Audi of America has teamed up with Applied Information, a provider of intelligent transportation system solutions, and Temple Inc., a supplier of traffic control equipment, to develop two future connected vehicle applications that can help improve safety in school zones and around school buses.
The first application, using cellular vehicle-to-everything (C-V2X) technology, is designed to warn drivers when they are approaching an active school safety zone and exceeding the speed limit when students are present, according to a news release from Audi. The second application is designed to warn drivers when they are approaching a school bus stopped to pick up or drop off students. Both applications are reportedly expected to be complete in the first half of 2021, according to the automotive manufacturer.
“Using next-generation cellular technology, we have an opportunity to help save lives of some of the most vulnerable road users — schoolchildren,” said Pom Malhotra, director of connected services for Audi of America. “We’re proud to work with Applied Information and Temple to help make our roads safer.”
When active, roadside units (RSU) installed in school zone safety beacons — flashing signs that are intended to slow drivers down as they pass by a school — will broadcast messages to vehicles indicating the location of the school and the reduced speed limit in the area. This initial deployment will also help alert drivers to the changes in speed limit as school times change due to circumstances, such as half school days and early dismissals for weather, according to Audi.

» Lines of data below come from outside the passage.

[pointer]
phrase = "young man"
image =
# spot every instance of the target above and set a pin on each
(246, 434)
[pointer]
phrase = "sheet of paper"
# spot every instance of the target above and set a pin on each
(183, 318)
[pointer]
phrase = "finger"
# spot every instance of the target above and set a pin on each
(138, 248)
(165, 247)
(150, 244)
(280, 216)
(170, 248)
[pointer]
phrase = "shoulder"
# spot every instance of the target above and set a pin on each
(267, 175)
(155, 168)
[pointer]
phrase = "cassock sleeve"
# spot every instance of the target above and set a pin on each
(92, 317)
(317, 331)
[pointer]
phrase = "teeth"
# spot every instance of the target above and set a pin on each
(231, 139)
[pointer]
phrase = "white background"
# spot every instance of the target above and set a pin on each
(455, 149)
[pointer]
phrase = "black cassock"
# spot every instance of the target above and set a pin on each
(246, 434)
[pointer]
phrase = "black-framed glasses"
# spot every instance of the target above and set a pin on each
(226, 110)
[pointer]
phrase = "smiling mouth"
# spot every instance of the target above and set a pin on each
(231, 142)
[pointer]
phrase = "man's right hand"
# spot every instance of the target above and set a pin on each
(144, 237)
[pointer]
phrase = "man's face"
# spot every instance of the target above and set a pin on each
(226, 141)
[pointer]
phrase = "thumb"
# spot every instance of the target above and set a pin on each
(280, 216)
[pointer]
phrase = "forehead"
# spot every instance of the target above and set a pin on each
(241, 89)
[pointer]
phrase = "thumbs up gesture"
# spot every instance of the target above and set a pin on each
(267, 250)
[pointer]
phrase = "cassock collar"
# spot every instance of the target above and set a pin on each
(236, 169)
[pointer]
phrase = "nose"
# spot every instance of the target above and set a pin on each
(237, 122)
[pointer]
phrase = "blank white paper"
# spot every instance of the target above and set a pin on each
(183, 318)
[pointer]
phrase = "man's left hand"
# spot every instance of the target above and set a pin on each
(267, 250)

In the second deployment application, onboard units (OBU) will broadcast C-V2X safety messages from school buses to C-V2X-equipped vehicles when the bus’s stop arm is extended to indicate no passing is allowed.
Modified Audi e-tron test vehicles (the automotive manufacturer’s first battery-electric model) will implement C-V2X capabilities that Audi hopes to bring to consumers in future vehicle generations. Applied Information plans to supply the school bus OBU and school beacon RSUs, which Temple will deploy, according to Audi.

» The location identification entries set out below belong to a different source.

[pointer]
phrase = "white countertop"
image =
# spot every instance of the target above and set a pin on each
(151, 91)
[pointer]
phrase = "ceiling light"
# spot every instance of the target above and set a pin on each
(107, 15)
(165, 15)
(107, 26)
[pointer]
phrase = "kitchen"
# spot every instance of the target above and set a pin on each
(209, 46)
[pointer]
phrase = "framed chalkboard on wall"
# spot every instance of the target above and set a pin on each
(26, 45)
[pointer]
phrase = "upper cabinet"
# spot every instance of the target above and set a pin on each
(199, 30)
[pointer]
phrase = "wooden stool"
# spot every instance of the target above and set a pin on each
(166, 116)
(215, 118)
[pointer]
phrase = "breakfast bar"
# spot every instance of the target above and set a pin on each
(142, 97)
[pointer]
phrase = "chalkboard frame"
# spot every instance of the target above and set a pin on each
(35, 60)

The applications will be developed at the Infrastructure Automotive Technology Laboratory (iATL) in Alpharetta, Ga., which is home to 55 connected traffic signals that are capable of direct C-V2X communication between a vehicle and a signal using short-distance cellular communication. The signals help optimize green light timing and traffic flow as well as Traffic Light Information equipped in many Audi vehicles.
The iATL was established to encourage automakers to test connected vehicle technology in a true streetscape setting featuring real-world interferences and obstructions. The iATL is licensed to operate fixed and mobile C-V2X (PC5) communications technology in a 75-square-mile area around the laboratory.
“Improving safety in school zones and at bus stops is a top priority of our connected vehicle development program,” said Bryan Mulligan, president of Applied Information and executive director of the iATL. “We are pleased to be working with Audi and Temple to help bring this advance in safety technology to the community.”